LDM^T Dense Solver on GPU Intermediate Results... NEED HELP!


I just ventured into Solver acceleration. I have implemented the LDM^T factorizer in GPU (only the factorization).
I understand the importance of factorization and the algorithm that goes bhind it. And, thats about it. No practical application experience.

The sequential algorithm for LDM^T can be found in “The Matrix computations” book by Van Loan & Golub
Page 137, Algorithm 4.1.1

I am getting pretty good speedups (8x for 1000x1000 (~340 ms) to 133x for 5000x5000 (13 secs) on a TESLA C1060 compared to 2.41GHz AMD Athlon)

But my problem is precision. The diagonal elements get pumped up pretty soon and they cumulatively amplify small errors into big ones - well, Thats my reasoning (I hope it is not a software bug - I did some verification - see next line).

I checked my application with a minimal 20x20 matrix and the max error was 2.xxx… The original matrix contained random elements from 1 to 100. I dumped the entire matrix just before calculating the max-error element and found that entires were pretty accurate… except that the big diagonal elements are amplifying miniscule errors for subsequent calculations. I actually wrote a C program to validate this. Please find it in attachment. The “par” array is the GPU based array just before calculating the [17][17] diagonal and “desi” array is the CPU based array just before doing the [17][17] one. “par” and “desi” array values are very close to each other and yet [17][17] calculation differs by 2. I also print the diagonal elements out.

So, my questions are:

  1. What kind of pre-conditioners need to be applied before doing a LDM^T?
    At the momment I am randomly generating a matrix with entries between 1 and 2. (1 to 100 for the test application in the attachment)

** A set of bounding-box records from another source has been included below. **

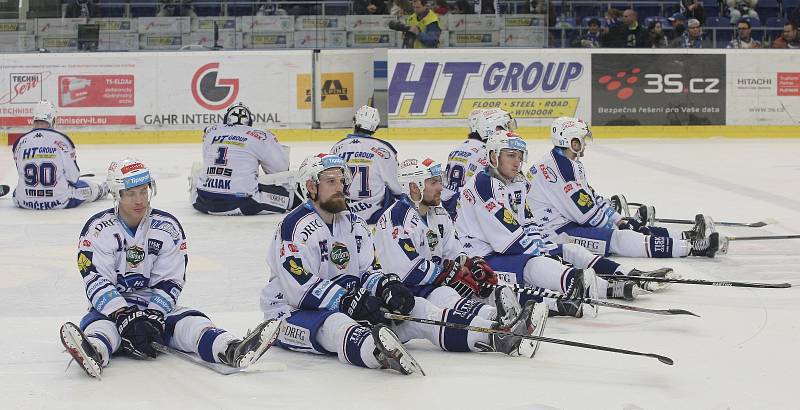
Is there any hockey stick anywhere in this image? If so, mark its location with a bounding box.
[597,274,792,289]
[484,286,700,317]
[384,312,674,366]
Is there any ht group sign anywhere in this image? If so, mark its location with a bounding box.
[388,50,591,127]
[592,53,726,125]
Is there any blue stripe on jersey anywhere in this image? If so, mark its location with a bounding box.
[475,171,494,202]
[80,208,114,236]
[550,148,575,182]
[281,202,315,242]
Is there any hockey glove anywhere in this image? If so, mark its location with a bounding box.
[465,256,497,298]
[436,255,481,298]
[112,306,164,359]
[375,273,414,315]
[339,287,388,325]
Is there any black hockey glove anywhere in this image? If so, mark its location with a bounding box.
[339,287,389,325]
[375,273,414,315]
[112,306,164,359]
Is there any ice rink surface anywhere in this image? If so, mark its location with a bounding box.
[0,139,800,409]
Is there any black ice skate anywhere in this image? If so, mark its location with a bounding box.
[60,322,103,380]
[372,324,425,376]
[219,319,281,369]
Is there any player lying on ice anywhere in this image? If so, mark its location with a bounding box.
[60,158,280,378]
[456,130,663,317]
[261,154,552,374]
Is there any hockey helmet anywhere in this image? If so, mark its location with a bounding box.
[33,101,57,127]
[397,158,442,198]
[106,158,156,200]
[297,153,353,198]
[222,101,253,127]
[486,130,528,168]
[353,105,381,132]
[550,117,593,157]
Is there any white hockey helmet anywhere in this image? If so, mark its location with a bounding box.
[353,105,381,132]
[106,158,156,200]
[397,158,442,198]
[222,101,253,127]
[467,108,483,132]
[486,130,528,168]
[33,101,57,127]
[550,117,593,156]
[475,108,517,141]
[297,153,353,198]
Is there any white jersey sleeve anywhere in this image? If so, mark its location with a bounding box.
[456,171,545,257]
[528,149,622,232]
[331,134,402,224]
[12,128,80,209]
[197,125,289,198]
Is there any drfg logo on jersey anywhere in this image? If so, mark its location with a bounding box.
[592,54,726,125]
[389,55,585,119]
[192,63,239,111]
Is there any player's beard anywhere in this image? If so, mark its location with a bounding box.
[319,194,347,214]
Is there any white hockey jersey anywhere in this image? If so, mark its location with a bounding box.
[374,196,462,297]
[528,148,622,236]
[78,208,189,315]
[456,170,555,257]
[442,138,489,201]
[261,202,383,318]
[197,124,289,199]
[12,128,81,209]
[331,134,402,224]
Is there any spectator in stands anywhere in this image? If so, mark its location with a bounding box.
[670,19,714,48]
[725,0,758,24]
[727,19,761,48]
[667,13,688,41]
[647,21,669,48]
[772,22,800,48]
[572,19,600,48]
[64,0,100,18]
[156,0,197,18]
[681,0,706,25]
[353,0,389,15]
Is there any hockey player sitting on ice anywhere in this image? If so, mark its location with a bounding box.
[528,117,719,278]
[331,105,402,225]
[261,154,544,374]
[190,103,302,215]
[374,159,547,357]
[11,101,108,210]
[60,158,280,378]
[456,131,664,316]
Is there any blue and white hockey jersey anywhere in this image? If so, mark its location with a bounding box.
[456,170,555,257]
[374,195,461,297]
[528,148,622,235]
[261,202,383,318]
[78,208,189,316]
[442,138,489,214]
[12,128,81,209]
[331,134,403,224]
[197,124,289,199]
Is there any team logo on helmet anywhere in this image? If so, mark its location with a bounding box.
[330,242,350,269]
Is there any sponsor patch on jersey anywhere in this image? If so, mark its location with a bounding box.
[570,189,594,213]
[283,256,311,285]
[494,208,519,232]
[125,245,144,268]
[330,242,350,269]
[425,229,441,252]
[399,238,419,260]
[78,251,97,278]
[147,239,164,255]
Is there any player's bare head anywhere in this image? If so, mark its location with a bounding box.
[486,131,528,179]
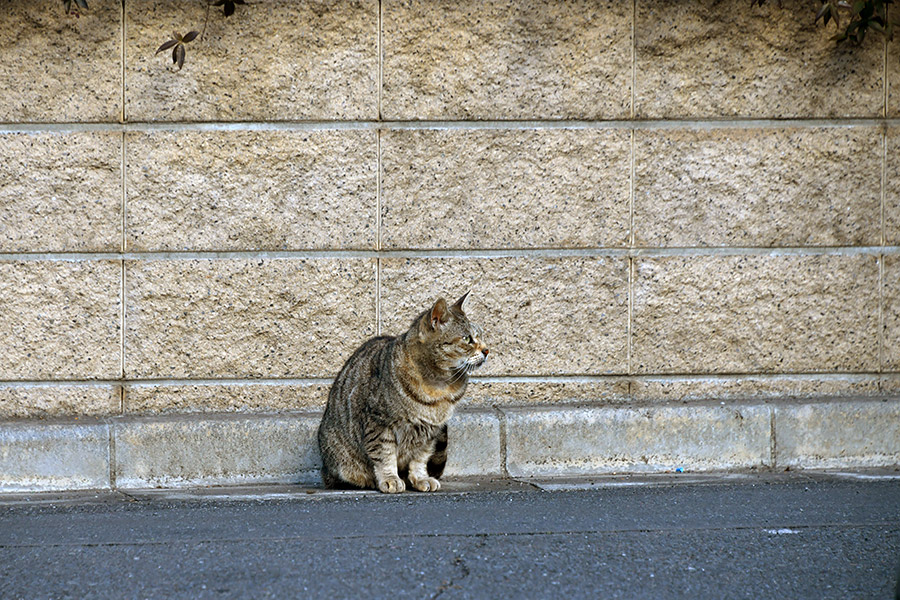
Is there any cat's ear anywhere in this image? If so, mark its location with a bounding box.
[453,290,472,312]
[430,298,450,330]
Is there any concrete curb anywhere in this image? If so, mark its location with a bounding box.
[0,398,900,492]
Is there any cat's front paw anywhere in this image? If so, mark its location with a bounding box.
[378,475,406,494]
[410,477,441,492]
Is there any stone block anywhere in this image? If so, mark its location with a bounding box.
[632,253,879,374]
[125,258,375,378]
[464,376,630,407]
[0,384,121,419]
[0,423,110,492]
[125,381,331,415]
[882,254,900,371]
[502,405,771,477]
[381,256,628,376]
[634,0,884,119]
[0,132,122,252]
[879,373,900,397]
[382,0,632,120]
[884,129,900,246]
[444,410,503,478]
[127,130,378,251]
[0,260,122,380]
[631,374,880,403]
[381,129,631,249]
[125,0,378,121]
[634,127,882,247]
[113,414,321,489]
[775,398,900,469]
[0,0,122,123]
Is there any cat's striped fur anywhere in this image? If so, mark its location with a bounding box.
[319,294,488,493]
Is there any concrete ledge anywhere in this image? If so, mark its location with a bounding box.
[444,410,503,477]
[775,399,900,469]
[0,422,110,492]
[114,414,320,488]
[0,398,900,493]
[503,405,772,477]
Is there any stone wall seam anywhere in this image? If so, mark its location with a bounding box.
[875,252,886,373]
[494,406,511,479]
[0,117,900,134]
[0,246,900,262]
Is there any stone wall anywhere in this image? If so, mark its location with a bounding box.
[0,0,900,488]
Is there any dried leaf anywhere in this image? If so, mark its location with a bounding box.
[156,40,178,54]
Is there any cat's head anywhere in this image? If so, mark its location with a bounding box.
[413,292,488,378]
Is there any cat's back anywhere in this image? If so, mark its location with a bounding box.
[325,336,396,422]
[329,335,396,396]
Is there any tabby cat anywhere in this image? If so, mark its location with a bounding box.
[319,294,488,494]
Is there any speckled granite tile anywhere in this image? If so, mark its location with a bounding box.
[0,260,122,380]
[632,254,879,374]
[0,132,122,252]
[381,129,631,249]
[125,258,375,379]
[635,0,884,118]
[464,377,630,406]
[882,254,900,371]
[884,127,900,246]
[634,127,882,247]
[0,0,122,123]
[382,0,632,119]
[381,257,628,375]
[125,0,378,121]
[0,383,121,419]
[127,131,378,251]
[631,374,879,402]
[887,39,900,118]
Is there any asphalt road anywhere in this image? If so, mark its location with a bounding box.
[0,476,900,600]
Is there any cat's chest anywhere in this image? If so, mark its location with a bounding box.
[394,421,440,450]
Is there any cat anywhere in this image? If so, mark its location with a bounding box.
[318,293,488,494]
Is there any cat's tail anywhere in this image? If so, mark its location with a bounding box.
[427,424,447,479]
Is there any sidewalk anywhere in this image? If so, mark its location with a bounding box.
[0,469,900,599]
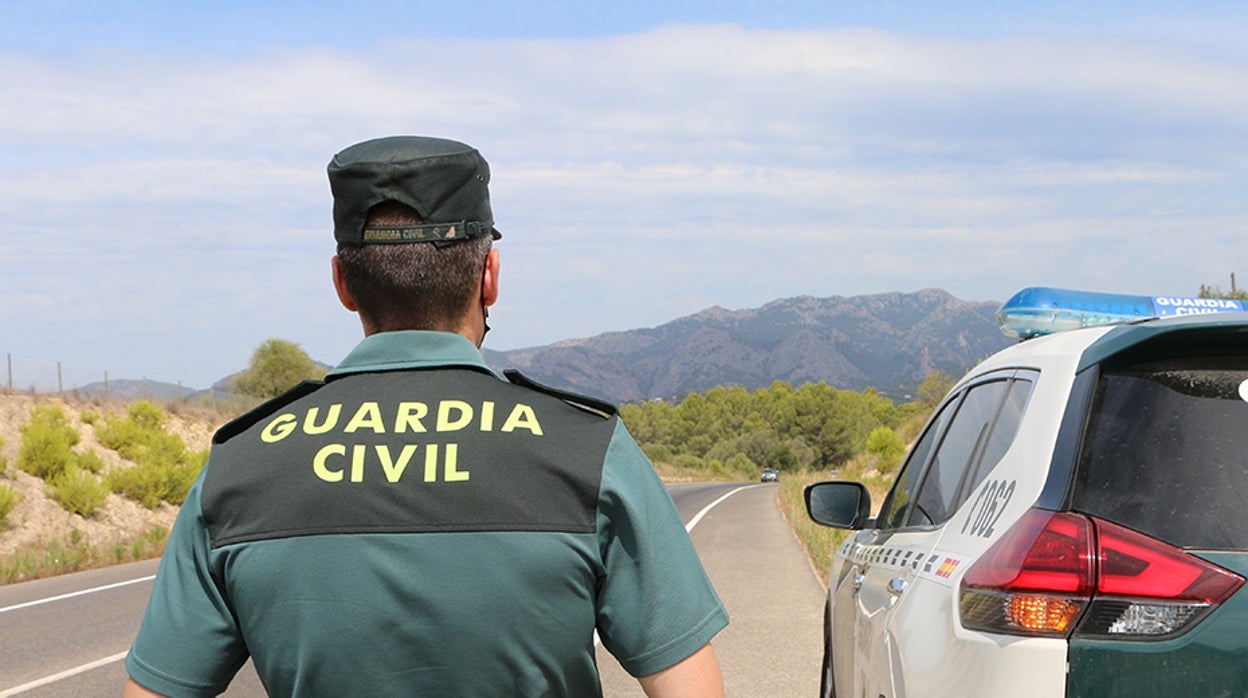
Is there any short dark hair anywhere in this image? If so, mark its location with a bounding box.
[338,201,492,332]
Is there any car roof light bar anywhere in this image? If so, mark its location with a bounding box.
[997,286,1248,340]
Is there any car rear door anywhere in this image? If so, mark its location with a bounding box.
[849,371,1031,698]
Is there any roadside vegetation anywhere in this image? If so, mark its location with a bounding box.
[0,341,951,583]
[620,372,953,582]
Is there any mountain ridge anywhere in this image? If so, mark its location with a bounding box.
[77,288,1010,402]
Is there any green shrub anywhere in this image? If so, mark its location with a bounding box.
[46,467,109,518]
[17,406,81,479]
[0,484,21,529]
[866,427,906,472]
[96,401,207,509]
[75,451,104,474]
[105,451,207,509]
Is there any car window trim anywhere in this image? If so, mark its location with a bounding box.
[899,368,1030,528]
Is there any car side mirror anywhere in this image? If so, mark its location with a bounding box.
[802,481,871,529]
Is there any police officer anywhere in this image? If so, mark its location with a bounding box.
[126,136,728,697]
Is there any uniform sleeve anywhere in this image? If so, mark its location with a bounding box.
[598,423,728,677]
[126,466,247,698]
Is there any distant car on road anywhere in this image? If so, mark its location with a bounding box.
[806,288,1248,698]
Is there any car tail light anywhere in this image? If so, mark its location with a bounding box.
[960,509,1244,639]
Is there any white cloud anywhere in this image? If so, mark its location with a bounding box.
[0,25,1248,386]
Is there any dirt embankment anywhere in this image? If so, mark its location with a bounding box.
[0,392,228,558]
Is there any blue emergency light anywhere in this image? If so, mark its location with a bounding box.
[997,286,1248,340]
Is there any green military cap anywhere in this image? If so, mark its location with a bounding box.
[328,136,502,246]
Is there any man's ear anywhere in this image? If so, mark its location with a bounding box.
[480,248,498,307]
[329,255,359,312]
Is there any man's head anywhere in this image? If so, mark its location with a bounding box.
[328,136,500,343]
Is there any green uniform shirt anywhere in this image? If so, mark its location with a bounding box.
[126,331,728,697]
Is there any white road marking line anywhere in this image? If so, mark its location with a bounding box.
[0,574,156,616]
[685,484,759,532]
[0,484,758,684]
[0,652,127,698]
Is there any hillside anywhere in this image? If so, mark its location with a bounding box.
[0,392,226,569]
[485,290,1008,402]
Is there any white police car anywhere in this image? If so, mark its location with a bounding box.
[806,288,1248,698]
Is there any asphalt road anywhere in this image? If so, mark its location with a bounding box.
[0,483,824,698]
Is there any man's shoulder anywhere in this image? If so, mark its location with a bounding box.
[503,368,619,420]
[212,381,324,445]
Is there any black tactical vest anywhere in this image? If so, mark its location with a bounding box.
[202,367,617,548]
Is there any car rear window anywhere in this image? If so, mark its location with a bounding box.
[1075,337,1248,549]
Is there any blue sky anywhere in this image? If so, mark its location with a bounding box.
[0,0,1248,388]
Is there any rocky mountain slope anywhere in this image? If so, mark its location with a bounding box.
[485,290,1008,402]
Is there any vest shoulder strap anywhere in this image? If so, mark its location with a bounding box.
[212,381,324,443]
[503,368,619,418]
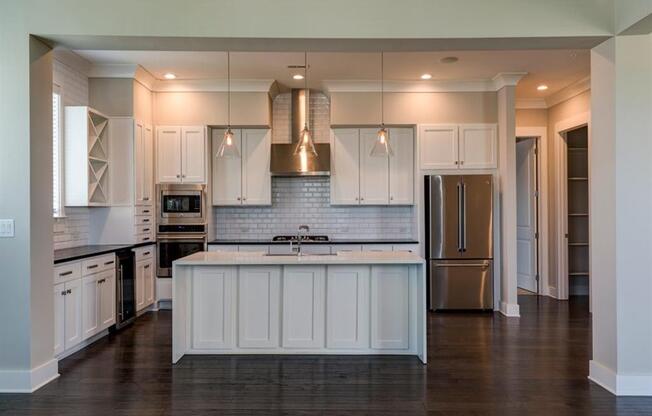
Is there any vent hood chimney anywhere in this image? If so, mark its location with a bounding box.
[270,89,331,176]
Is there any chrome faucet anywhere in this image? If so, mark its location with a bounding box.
[290,225,310,256]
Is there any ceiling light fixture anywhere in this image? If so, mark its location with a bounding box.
[294,52,317,157]
[371,52,394,157]
[215,51,240,158]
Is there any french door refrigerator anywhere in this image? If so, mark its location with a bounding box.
[425,175,493,310]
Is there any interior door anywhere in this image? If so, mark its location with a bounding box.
[242,129,272,205]
[181,126,206,183]
[213,129,244,205]
[360,129,389,205]
[389,128,414,205]
[516,139,537,292]
[331,129,360,205]
[156,126,181,183]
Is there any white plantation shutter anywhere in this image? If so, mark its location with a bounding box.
[52,85,64,217]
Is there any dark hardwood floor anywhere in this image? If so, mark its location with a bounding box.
[0,296,652,416]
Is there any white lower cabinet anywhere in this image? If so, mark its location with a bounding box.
[282,266,326,348]
[238,266,281,348]
[371,266,410,350]
[326,266,369,349]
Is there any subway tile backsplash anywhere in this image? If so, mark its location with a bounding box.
[213,177,415,240]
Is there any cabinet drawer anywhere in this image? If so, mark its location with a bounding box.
[54,261,81,285]
[133,245,155,262]
[134,215,154,225]
[136,206,154,217]
[82,253,115,276]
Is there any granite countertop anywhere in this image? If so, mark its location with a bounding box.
[174,251,425,266]
[208,238,419,245]
[54,242,154,264]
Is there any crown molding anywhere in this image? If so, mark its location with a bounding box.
[546,76,591,107]
[515,98,548,110]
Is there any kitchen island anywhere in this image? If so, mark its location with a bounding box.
[172,252,427,363]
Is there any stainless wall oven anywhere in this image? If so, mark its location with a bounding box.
[157,184,206,224]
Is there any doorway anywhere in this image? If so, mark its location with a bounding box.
[516,137,540,295]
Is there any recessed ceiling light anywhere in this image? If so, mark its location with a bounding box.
[439,56,460,64]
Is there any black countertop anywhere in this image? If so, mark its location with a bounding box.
[208,239,419,246]
[54,242,154,264]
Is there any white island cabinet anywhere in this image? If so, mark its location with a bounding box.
[172,252,427,363]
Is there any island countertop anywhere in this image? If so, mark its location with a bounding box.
[174,251,425,266]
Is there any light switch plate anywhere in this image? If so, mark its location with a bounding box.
[0,220,14,238]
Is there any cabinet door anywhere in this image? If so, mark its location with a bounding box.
[181,126,206,183]
[144,259,155,306]
[192,266,237,349]
[98,270,116,331]
[81,273,101,340]
[371,266,410,349]
[242,129,272,205]
[135,260,147,311]
[331,129,360,205]
[282,266,326,348]
[134,121,145,205]
[156,126,181,183]
[53,283,66,356]
[238,266,281,348]
[326,266,369,349]
[142,125,154,206]
[389,128,414,205]
[212,129,243,205]
[64,279,82,350]
[360,129,389,205]
[419,125,459,169]
[460,124,498,169]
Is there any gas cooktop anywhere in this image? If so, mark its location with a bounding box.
[272,235,329,242]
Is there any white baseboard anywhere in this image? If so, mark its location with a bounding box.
[500,302,521,318]
[589,360,652,396]
[0,358,59,393]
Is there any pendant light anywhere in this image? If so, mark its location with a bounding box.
[294,52,317,158]
[371,52,394,157]
[215,51,240,158]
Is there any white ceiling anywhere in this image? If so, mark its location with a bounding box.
[75,50,590,98]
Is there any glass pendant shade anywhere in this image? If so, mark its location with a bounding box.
[371,127,394,157]
[294,126,317,156]
[216,128,240,158]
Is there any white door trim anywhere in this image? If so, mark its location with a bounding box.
[514,127,556,297]
[553,112,593,299]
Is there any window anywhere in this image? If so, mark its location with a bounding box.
[52,85,65,218]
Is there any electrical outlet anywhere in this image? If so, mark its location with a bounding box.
[0,220,14,238]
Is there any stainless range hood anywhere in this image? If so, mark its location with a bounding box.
[270,89,331,176]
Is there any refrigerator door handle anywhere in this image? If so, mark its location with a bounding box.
[457,182,464,253]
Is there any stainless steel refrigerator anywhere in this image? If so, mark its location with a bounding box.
[425,175,493,310]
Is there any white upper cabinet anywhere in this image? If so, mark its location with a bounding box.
[212,129,272,206]
[242,129,272,205]
[156,126,206,183]
[181,126,206,183]
[331,129,360,205]
[459,124,498,169]
[419,124,497,170]
[389,128,414,205]
[360,129,389,205]
[419,125,459,169]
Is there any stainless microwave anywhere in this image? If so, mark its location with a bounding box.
[157,184,206,224]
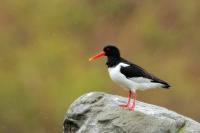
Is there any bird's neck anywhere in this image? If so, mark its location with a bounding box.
[106,56,121,67]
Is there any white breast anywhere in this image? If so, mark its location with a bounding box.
[108,63,162,90]
[108,63,136,89]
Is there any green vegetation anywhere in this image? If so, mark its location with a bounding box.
[0,0,200,133]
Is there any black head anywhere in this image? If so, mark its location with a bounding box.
[103,45,120,58]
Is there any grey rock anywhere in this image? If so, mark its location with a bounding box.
[64,92,200,133]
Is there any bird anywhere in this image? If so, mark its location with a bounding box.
[89,45,171,112]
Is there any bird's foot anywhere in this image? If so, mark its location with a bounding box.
[119,104,129,108]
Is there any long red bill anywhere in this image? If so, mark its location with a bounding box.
[89,51,105,61]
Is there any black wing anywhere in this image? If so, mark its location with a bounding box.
[120,60,170,88]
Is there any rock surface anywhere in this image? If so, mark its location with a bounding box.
[64,92,200,133]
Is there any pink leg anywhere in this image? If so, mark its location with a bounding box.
[130,92,136,112]
[119,91,132,108]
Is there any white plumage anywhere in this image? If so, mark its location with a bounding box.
[108,63,163,91]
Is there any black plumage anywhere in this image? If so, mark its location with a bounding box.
[120,58,170,88]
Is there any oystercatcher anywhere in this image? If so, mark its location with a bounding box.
[89,45,170,111]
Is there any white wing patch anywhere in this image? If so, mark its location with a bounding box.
[108,63,163,90]
[130,77,152,83]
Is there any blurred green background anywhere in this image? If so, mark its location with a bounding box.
[0,0,200,133]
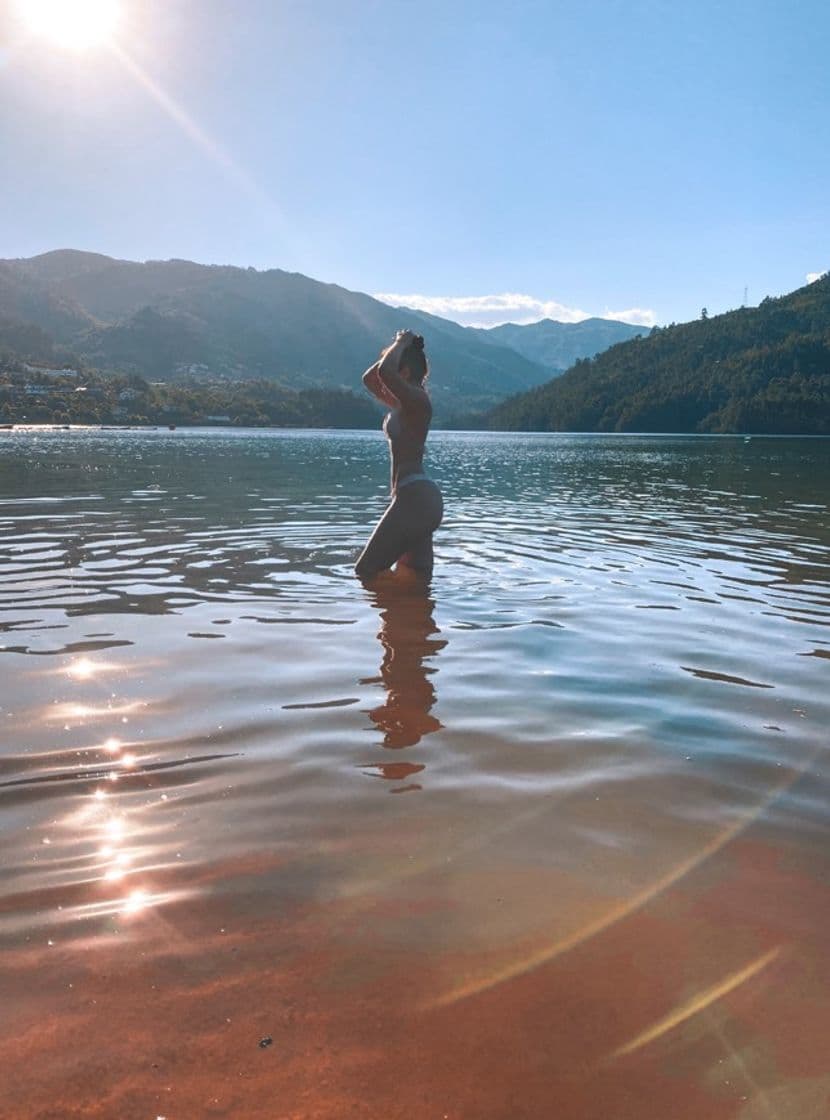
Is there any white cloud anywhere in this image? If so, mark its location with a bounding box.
[601,307,658,327]
[374,291,656,327]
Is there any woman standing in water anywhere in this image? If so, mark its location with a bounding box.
[355,330,444,580]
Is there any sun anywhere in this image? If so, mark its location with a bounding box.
[17,0,120,50]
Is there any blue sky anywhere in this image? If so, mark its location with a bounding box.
[0,0,830,324]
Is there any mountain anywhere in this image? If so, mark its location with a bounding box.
[0,250,550,420]
[481,318,651,371]
[486,273,830,435]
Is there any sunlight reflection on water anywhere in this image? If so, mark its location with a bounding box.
[0,430,830,1120]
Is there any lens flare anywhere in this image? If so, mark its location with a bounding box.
[17,0,121,50]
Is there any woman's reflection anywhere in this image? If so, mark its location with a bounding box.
[361,577,447,792]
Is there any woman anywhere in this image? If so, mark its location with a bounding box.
[355,330,444,580]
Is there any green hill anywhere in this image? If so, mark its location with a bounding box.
[482,318,649,371]
[0,250,550,420]
[486,273,830,435]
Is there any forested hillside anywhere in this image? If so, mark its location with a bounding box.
[486,273,830,435]
[0,250,557,418]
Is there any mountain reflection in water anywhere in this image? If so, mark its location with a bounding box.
[0,430,830,1120]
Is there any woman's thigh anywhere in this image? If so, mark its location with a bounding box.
[355,497,409,576]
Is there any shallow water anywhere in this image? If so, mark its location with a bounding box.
[0,430,830,1120]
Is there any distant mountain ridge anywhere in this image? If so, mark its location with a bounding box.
[486,273,830,435]
[0,250,549,413]
[0,249,654,418]
[486,318,651,371]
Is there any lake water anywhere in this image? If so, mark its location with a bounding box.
[0,430,830,1120]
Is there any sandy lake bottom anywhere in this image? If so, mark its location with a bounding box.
[0,430,830,1120]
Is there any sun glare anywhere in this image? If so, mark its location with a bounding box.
[18,0,119,50]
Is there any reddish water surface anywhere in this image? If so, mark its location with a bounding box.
[0,432,830,1120]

  2. Are there huge matrices available in the internet for benchmarking? I remember some1 posting something about it sometime back.

  3. I think all solvers need to address this floating point precision problem. So, What is the industry standard for it?
    Is that why Iterative solvers are in place?

  4. By question 3, Are most direct solvers accompanied by an iterative companion to find right values?

Thanks in Advance,

Best Regards,
test.cpp (9.73 KB)

Factorizations like the one you are playing with don’t need preconditioners but you have to ensure that your matrix meets the mathematical prerequisites, ie. non-singular and symmetric. I am going to guess that full dense matrices of random numbers don’t qualify.

Not for dense problems. There are libraries of “classic” sparse matrices for benchmarking purposes (the Boeing-Rutherford library is probably well known). In matrix algebra, algorithm design and performance testing almost always revolves around structure and condition number.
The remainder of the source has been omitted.